By the end of 2019, low-cost LiDAR products from companies including Hesai Technology and RoboSense make Velodyne's products in China look uncompetitive.

In August 2020, DJI-incubated LiDAR company Livox announced the first LiDAR for autonomous driving in vehicles to be priced down to the RMB 1,000 level and available for mass production and supply.

Zvision cooperated with Inceptio Technology and its LiDAR products will be deployed on heavy truck models to actively promote the logistics sector to achieve L3 driverless level.

And the heavy trucks of SAIC Iveco Hongyan in Shanghai Yangshan Deepwater Port are equipped with LiDAR products of local brands. These products are manufactured locally with all parts except for Nvidia's chips, and have driverless technology at L4 level.

Chuancai Securities believes that the LiDAR industry has a broad development prospect, with the first adoption on Chinese commercial vehicles supporting high-level driverless models, followed by a large number of low-cost domestic LiDARs.

In the short term, the main impediment to LiDAR installation for mass production is the high price and resistance to commercialization, so cost reduction is a top priority, the report says.

In the current low-level autonomous driving, i.e., assisted driving and partially autonomous driving, the main positioning, and ranging technologies are still millimeter-wave radar and vision sensors, and LiDAR is too expensive to be accepted by car companies.

At present, the publicly available LiDARs are all above 16 lines and ready to be used in high-level autonomous driving, the report reads.

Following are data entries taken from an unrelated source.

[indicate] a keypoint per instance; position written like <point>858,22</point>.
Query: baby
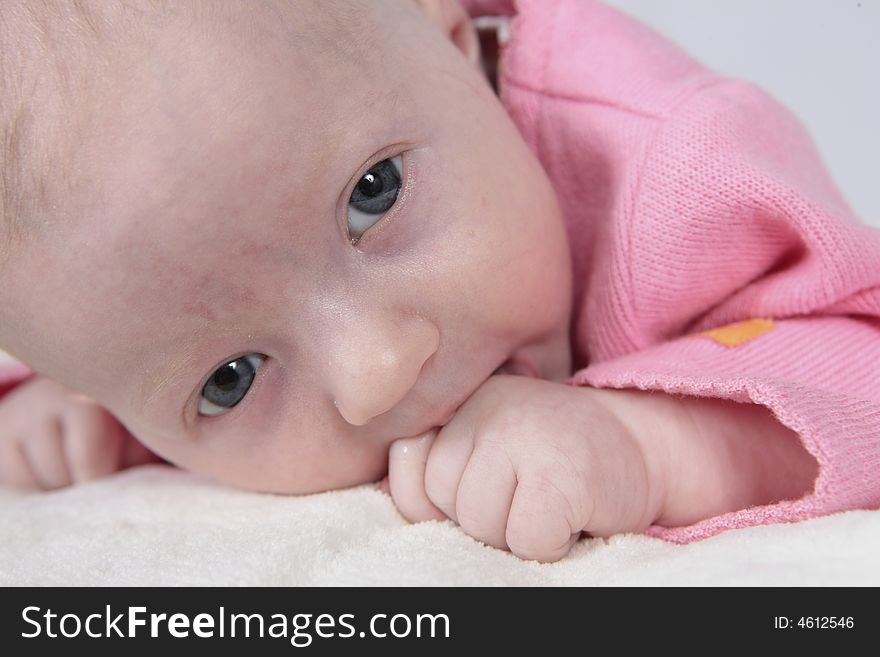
<point>300,245</point>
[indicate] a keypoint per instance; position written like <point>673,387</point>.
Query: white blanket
<point>156,525</point>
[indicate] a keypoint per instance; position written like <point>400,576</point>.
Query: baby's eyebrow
<point>157,383</point>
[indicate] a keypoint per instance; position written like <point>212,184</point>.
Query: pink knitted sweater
<point>694,202</point>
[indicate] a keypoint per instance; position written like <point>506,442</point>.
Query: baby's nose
<point>374,372</point>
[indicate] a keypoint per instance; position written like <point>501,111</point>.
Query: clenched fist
<point>51,437</point>
<point>527,465</point>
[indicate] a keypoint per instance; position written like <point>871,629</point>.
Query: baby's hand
<point>526,465</point>
<point>51,437</point>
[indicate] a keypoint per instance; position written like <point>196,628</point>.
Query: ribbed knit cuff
<point>811,373</point>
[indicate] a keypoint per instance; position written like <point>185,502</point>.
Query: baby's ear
<point>452,19</point>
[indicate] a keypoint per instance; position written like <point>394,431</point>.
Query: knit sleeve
<point>738,272</point>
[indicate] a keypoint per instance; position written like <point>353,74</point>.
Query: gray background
<point>818,57</point>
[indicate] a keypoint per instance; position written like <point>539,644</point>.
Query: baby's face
<point>286,251</point>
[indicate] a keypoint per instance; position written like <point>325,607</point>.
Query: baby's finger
<point>536,527</point>
<point>447,461</point>
<point>15,467</point>
<point>485,494</point>
<point>93,442</point>
<point>406,478</point>
<point>44,451</point>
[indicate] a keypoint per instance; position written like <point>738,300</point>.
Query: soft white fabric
<point>157,525</point>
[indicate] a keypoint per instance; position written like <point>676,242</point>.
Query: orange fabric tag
<point>734,335</point>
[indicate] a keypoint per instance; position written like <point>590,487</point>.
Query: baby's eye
<point>373,196</point>
<point>229,384</point>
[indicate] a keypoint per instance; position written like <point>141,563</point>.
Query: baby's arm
<point>528,464</point>
<point>51,437</point>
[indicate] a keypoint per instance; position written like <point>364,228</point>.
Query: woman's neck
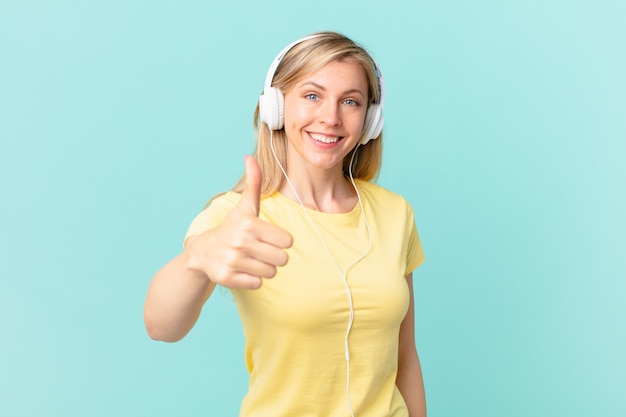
<point>325,192</point>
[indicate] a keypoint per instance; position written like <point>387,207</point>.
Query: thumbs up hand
<point>244,249</point>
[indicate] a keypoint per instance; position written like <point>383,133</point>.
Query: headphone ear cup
<point>272,108</point>
<point>373,124</point>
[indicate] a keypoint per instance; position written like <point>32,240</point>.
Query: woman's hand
<point>243,250</point>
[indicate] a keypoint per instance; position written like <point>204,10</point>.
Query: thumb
<point>251,195</point>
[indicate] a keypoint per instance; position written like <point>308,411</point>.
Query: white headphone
<point>272,101</point>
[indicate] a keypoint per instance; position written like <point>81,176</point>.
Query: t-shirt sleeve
<point>415,255</point>
<point>213,215</point>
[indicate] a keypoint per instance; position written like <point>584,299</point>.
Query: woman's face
<point>324,115</point>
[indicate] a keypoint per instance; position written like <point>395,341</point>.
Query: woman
<point>319,264</point>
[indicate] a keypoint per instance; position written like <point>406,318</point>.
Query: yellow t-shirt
<point>295,324</point>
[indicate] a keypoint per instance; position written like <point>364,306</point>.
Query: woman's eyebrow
<point>322,88</point>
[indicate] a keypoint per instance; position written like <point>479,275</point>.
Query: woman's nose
<point>329,114</point>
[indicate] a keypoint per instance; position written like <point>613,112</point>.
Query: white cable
<point>344,274</point>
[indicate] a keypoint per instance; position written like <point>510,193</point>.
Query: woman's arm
<point>238,253</point>
<point>409,379</point>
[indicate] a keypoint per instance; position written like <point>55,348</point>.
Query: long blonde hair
<point>302,60</point>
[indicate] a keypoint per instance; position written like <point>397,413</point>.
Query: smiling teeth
<point>324,139</point>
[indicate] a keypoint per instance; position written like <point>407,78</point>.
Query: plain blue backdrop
<point>505,128</point>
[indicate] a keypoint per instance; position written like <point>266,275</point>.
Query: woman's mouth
<point>324,138</point>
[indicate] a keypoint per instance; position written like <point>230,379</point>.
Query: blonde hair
<point>302,60</point>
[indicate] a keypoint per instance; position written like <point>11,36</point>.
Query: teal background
<point>505,128</point>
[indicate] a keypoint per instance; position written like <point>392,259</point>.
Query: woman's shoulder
<point>379,193</point>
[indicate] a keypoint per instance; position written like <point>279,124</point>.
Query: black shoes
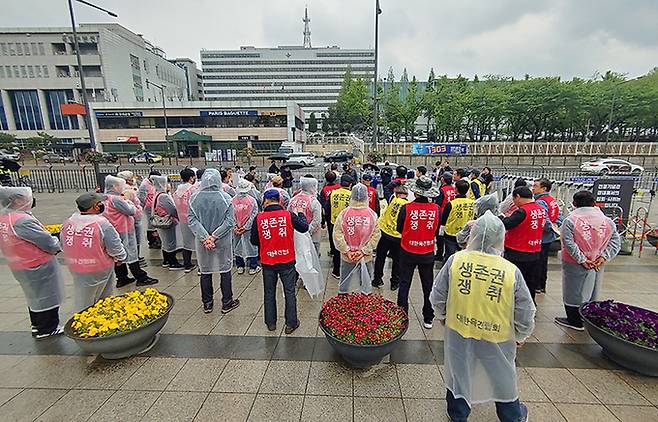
<point>147,282</point>
<point>228,308</point>
<point>121,283</point>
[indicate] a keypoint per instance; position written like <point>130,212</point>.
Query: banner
<point>439,149</point>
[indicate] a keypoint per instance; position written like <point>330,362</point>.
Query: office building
<point>198,127</point>
<point>310,76</point>
<point>39,72</point>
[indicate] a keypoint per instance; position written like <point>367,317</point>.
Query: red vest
<point>372,198</point>
<point>526,237</point>
<point>419,231</point>
<point>84,250</point>
<point>449,193</point>
<point>553,207</point>
<point>276,237</point>
<point>20,253</point>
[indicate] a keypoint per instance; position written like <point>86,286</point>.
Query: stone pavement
<point>230,368</point>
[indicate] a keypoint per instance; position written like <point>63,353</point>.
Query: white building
<point>308,76</point>
<point>39,72</point>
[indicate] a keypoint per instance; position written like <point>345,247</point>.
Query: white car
<point>303,158</point>
<point>604,166</point>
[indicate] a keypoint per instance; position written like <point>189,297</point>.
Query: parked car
<point>604,166</point>
<point>337,156</point>
<point>56,158</point>
<point>146,157</point>
<point>303,158</point>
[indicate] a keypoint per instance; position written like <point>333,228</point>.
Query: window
<point>26,108</point>
<point>54,100</point>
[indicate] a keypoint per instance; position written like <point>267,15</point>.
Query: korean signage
<point>109,114</point>
<point>224,113</point>
<point>439,149</point>
<point>612,194</point>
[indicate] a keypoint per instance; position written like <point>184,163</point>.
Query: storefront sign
<point>439,149</point>
<point>613,194</point>
<point>110,114</point>
<point>223,113</point>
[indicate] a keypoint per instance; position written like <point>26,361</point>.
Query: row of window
<point>254,62</point>
<point>192,122</point>
<point>265,84</point>
<point>26,108</point>
<point>329,76</point>
<point>24,71</point>
<point>342,69</point>
<point>22,49</point>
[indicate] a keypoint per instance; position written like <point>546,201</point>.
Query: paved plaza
<point>214,367</point>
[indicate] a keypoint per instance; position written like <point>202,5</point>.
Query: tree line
<point>495,108</point>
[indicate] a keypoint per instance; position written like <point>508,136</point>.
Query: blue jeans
<point>253,262</point>
<point>458,409</point>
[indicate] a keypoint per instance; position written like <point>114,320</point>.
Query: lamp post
<point>83,87</point>
<point>164,110</point>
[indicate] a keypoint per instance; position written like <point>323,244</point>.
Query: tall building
<point>39,72</point>
<point>309,76</point>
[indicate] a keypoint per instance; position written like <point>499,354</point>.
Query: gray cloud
<point>509,37</point>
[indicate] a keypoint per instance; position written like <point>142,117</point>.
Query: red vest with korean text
<point>358,225</point>
<point>20,253</point>
<point>276,237</point>
<point>449,193</point>
<point>420,224</point>
<point>526,237</point>
<point>83,248</point>
<point>553,207</point>
<point>372,198</point>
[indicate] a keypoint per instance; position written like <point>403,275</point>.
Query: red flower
<point>358,318</point>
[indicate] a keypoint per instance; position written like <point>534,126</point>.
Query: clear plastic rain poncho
<point>29,250</point>
<point>163,204</point>
<point>480,207</point>
<point>120,213</point>
<point>483,321</point>
<point>211,214</point>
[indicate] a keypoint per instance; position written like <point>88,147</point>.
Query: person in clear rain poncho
<point>480,207</point>
<point>163,205</point>
<point>356,235</point>
<point>30,253</point>
<point>307,201</point>
<point>245,209</point>
<point>212,221</point>
<point>120,211</point>
<point>91,247</point>
<point>487,310</point>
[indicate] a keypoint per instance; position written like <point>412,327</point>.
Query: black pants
<point>388,244</point>
<point>187,258</point>
<point>225,285</point>
<point>542,266</point>
<point>45,321</point>
<point>170,258</point>
<point>529,271</point>
<point>425,265</point>
<point>288,276</point>
<point>122,272</point>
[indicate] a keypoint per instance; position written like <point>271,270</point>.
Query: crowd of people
<point>493,255</point>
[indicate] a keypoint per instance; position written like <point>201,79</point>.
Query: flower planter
<point>636,357</point>
<point>125,344</point>
<point>362,329</point>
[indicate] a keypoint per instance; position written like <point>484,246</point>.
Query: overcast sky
<point>506,37</point>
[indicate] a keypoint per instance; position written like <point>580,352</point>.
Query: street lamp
<point>164,110</point>
<point>85,100</point>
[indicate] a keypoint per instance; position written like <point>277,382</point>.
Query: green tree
<point>312,123</point>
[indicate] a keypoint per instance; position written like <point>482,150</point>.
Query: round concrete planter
<point>361,355</point>
<point>123,345</point>
<point>635,357</point>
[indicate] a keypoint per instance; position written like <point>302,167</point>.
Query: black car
<point>338,156</point>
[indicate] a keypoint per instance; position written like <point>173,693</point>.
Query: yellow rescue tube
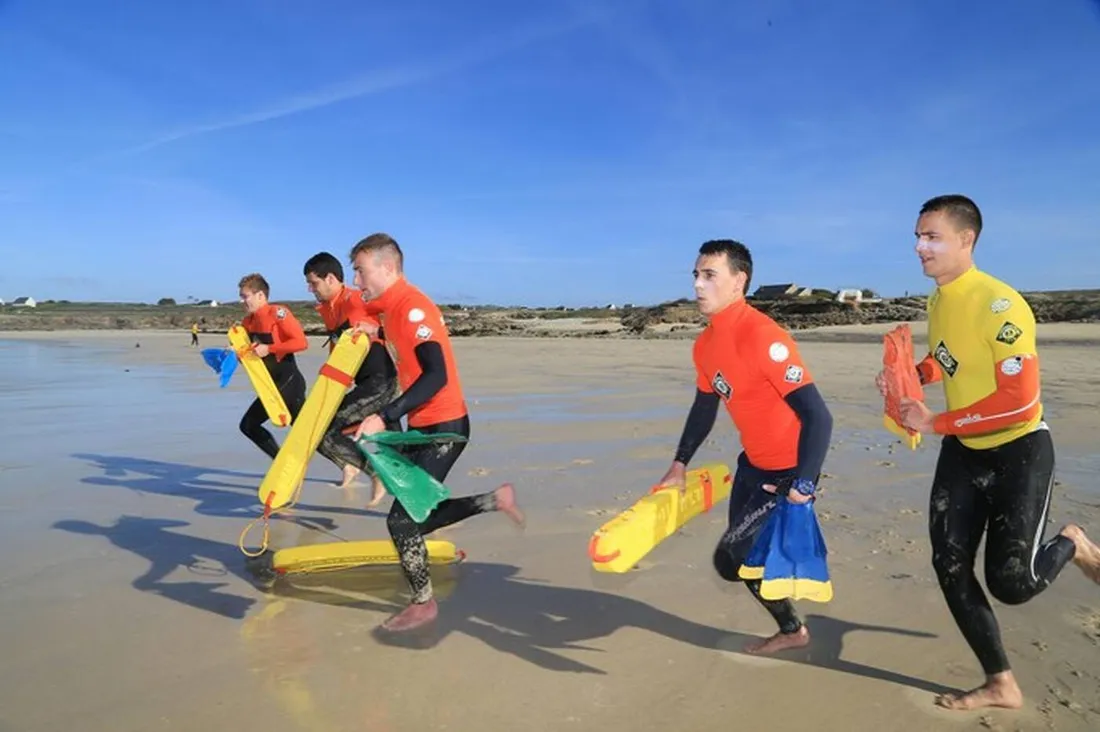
<point>288,469</point>
<point>332,556</point>
<point>260,377</point>
<point>619,544</point>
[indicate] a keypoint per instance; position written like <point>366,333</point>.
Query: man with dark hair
<point>276,336</point>
<point>996,466</point>
<point>748,362</point>
<point>375,384</point>
<point>433,401</point>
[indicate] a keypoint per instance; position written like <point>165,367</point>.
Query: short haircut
<point>322,264</point>
<point>963,211</point>
<point>378,243</point>
<point>737,255</point>
<point>254,282</point>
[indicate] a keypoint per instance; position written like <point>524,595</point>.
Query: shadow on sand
<point>527,619</point>
<point>535,621</point>
<point>166,552</point>
<point>217,492</point>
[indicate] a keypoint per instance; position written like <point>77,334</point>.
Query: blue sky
<point>556,152</point>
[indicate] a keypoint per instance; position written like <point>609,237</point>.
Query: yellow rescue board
<point>344,555</point>
<point>260,377</point>
<point>619,544</point>
<point>288,469</point>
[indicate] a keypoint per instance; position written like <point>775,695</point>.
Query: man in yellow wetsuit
<point>996,465</point>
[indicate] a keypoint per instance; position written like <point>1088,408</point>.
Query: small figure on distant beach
<point>996,466</point>
<point>276,336</point>
<point>375,384</point>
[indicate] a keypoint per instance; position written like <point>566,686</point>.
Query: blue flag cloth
<point>789,556</point>
<point>223,362</point>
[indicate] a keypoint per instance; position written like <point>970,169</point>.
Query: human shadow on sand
<point>534,621</point>
<point>166,552</point>
<point>217,492</point>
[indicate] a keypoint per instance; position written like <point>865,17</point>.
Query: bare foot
<point>999,690</point>
<point>1087,556</point>
<point>780,642</point>
<point>380,492</point>
<point>414,616</point>
<point>506,502</point>
<point>351,472</point>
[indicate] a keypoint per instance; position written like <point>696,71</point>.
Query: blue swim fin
<point>223,361</point>
<point>795,566</point>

And according to Ibeo, SureStar, 4-line LiDARs are already sufficient for assisted driving, and a streamlined version of LiDAR systems will offer lower prices and begin to replace other sensors in low-level autonomous driving in the short term.

In 2017, Audi's new A8 has started to be equipped with Ibeo's Scala 4-wire LiDAR, which together with millimeter-wave radar forms the latest L3 level autonomous driving system.

According to Chuancai Securities, the main cost reduction measures are:

First, mass production. R&D costs and production costs can be significantly shared with the expansion of mass production scale.

Second, control the cost of upstream components. Companies can control the BOM cost of LiDAR products by self-researching optical components, chips, and other upstream products.

Third, technology path iteration. The migration from higher-cost mechanical LiDAR to pure solid-state LiDAR and from higher labor cost EEL to machine mass-producible VCSEL can reduce costs.

In addition, the development of theoretically lower cost FMCW technology and further development of 1550nm solutions will provide new cost reduction paths.